Le secrétaire général des universités du conseil d'administration, Ramón Herrera, a réagi aux plaintes des recteurs, qui sont considérés comme une «suffocation économique» pour le système public la mise en œuvre de nouvelles universités. À leur avis, les universités publiques « recevront cette année le plus grand financement de toute leur histoire avec plus de 1 750 millions », 33% de plus qu'en 2018.

Les universités publiques censurent également le fonctionnement « pauvre » de l'agence pour la science et l'Université d'Andalousie (ACCUA), même dirigée de la démission en mars de sa personne précédente, Antonio José Cubero, qui comprend a provoqué des « situations administratives injustifiables ».

Ainsi, ils regrettent qu'en raison du retard dans l'évaluation de la vérification et de la procédure du ministère, la pré-enregistrement de près de 800 étudiants dans le degré susmentionné de génie biomédical a été autorisé, ce qui a généré une situation sans précédent avec des titres proposés qui baissent lors de la première décision de la phase ordinaire. « Il est toujours paradigmatique que les premiers diplômés et diplômés andalous dans cette discipline, avec une très forte demande, soient pour une université privée sans à peine un voyage en sciences de la santé, tandis que deux universités se voient refuser cette opportunité avec une large carrière d'excellence dans cette affaire », disent-ils de l'AUPA, en référence aux négatifs reçus par l'UJA et l'UGR.

Les universités publiques se souviennent également que déjà dans l'élaboration de la carte de diplôme 2025-2029, des titres tels que le diplôme en activité physique et les sciences sportives proposés par l'Université de Cordoba étaient inadmissibles, alléguant une «faible employabilité spécifique», bien que ce diplôme ait été inclus dans la nouvelle carte pour sa livraison par la CEU Fernando III.

La guerre ouverte entre les universités publiques andalouses et le gouvernement de Juan Manuel Moreno a son expression maximale dans la province de Jaén, où une vague d'indignation entre la société civile a été soulevée.

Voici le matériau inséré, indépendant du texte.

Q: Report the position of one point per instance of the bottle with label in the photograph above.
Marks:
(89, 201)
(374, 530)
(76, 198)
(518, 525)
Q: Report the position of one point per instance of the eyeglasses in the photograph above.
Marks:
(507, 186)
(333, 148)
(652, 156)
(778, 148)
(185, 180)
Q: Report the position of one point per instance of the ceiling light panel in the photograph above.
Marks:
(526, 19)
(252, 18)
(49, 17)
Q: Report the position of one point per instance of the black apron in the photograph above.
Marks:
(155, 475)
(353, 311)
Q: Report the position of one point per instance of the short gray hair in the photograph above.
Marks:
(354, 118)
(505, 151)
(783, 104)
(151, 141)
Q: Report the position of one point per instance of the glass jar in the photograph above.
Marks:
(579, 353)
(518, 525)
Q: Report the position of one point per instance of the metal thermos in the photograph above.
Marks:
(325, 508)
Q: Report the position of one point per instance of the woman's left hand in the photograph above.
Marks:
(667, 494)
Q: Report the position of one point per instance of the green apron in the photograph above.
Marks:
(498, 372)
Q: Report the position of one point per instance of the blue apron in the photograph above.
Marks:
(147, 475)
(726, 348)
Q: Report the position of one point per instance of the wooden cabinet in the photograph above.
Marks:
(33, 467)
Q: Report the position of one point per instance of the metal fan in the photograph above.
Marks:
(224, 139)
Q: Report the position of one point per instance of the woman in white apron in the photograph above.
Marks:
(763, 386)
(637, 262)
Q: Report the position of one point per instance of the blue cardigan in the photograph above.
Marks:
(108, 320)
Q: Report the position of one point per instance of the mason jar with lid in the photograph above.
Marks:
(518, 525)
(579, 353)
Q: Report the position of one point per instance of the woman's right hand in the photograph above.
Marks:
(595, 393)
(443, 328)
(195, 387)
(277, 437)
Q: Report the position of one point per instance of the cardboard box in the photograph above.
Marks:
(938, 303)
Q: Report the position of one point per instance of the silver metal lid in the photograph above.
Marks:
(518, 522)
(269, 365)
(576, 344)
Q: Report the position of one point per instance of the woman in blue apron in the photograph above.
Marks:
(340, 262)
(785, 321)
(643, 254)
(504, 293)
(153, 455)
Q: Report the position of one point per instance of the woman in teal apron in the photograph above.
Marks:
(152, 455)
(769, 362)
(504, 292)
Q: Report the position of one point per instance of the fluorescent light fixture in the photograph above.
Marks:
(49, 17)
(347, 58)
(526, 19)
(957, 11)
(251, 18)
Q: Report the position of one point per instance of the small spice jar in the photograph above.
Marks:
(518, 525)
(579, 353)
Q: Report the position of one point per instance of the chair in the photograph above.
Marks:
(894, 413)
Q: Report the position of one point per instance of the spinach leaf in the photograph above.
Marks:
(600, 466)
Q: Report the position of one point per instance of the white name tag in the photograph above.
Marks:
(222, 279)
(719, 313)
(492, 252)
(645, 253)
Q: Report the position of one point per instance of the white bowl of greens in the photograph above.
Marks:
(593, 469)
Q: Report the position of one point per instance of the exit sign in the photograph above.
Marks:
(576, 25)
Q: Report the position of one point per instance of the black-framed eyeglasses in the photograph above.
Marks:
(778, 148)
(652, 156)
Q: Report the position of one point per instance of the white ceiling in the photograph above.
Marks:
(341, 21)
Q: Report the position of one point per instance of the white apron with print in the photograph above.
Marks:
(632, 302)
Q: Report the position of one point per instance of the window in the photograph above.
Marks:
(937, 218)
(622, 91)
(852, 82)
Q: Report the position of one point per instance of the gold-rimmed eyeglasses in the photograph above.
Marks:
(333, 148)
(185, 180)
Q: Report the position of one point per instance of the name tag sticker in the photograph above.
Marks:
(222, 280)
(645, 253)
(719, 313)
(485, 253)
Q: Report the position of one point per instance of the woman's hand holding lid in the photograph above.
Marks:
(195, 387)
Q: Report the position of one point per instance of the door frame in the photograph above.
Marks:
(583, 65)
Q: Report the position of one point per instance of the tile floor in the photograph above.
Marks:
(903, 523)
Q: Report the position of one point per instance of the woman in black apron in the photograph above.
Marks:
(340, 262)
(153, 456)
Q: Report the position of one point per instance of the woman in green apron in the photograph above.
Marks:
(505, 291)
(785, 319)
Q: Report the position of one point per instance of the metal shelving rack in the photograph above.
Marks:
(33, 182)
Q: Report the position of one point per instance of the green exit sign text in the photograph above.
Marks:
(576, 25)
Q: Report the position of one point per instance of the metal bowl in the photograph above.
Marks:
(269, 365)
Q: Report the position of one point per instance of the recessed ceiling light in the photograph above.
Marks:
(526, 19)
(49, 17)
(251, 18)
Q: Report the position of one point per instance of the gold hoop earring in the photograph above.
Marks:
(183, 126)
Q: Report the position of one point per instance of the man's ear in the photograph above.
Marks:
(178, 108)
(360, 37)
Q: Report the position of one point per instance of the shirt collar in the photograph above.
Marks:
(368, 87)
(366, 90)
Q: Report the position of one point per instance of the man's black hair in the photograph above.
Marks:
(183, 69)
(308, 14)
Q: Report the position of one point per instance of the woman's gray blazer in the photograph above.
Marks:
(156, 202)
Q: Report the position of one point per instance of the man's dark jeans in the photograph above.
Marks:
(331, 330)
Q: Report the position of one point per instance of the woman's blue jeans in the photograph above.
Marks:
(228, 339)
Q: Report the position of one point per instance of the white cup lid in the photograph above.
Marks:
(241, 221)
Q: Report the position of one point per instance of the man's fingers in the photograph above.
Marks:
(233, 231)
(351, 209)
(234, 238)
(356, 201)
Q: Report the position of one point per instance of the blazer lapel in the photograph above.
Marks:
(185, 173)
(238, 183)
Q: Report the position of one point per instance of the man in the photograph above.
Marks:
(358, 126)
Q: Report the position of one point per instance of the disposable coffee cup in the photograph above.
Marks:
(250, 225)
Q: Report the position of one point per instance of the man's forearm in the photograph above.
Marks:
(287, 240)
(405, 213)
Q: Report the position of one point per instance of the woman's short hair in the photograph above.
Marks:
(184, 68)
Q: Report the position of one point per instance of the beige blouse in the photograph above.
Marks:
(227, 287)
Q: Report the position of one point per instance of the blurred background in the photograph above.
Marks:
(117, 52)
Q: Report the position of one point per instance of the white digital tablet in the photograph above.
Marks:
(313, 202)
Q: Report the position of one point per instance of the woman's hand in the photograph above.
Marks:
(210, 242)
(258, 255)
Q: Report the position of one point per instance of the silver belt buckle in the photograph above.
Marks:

La plate-forme citoyenne pour défendre l'Université de cette province a annoncé l'appel à une grande mobilisation pour «rendre visible le soutien de masse à l'UJA, dénoncer les attaques contre l'éducation publique et exiger des responsabilités politiques pour ce qui s'est passé». « La société crie une grande mobilisation sociale pour indiquer clairement qui est avec l'université publique, avec sa croissance et son avenir, et qui préfère regarder dans l'autre sens tout en favorisant de manière flagrante les universités privées », a déclaré le porte-parole de la plate-forme, Antonio Garrido.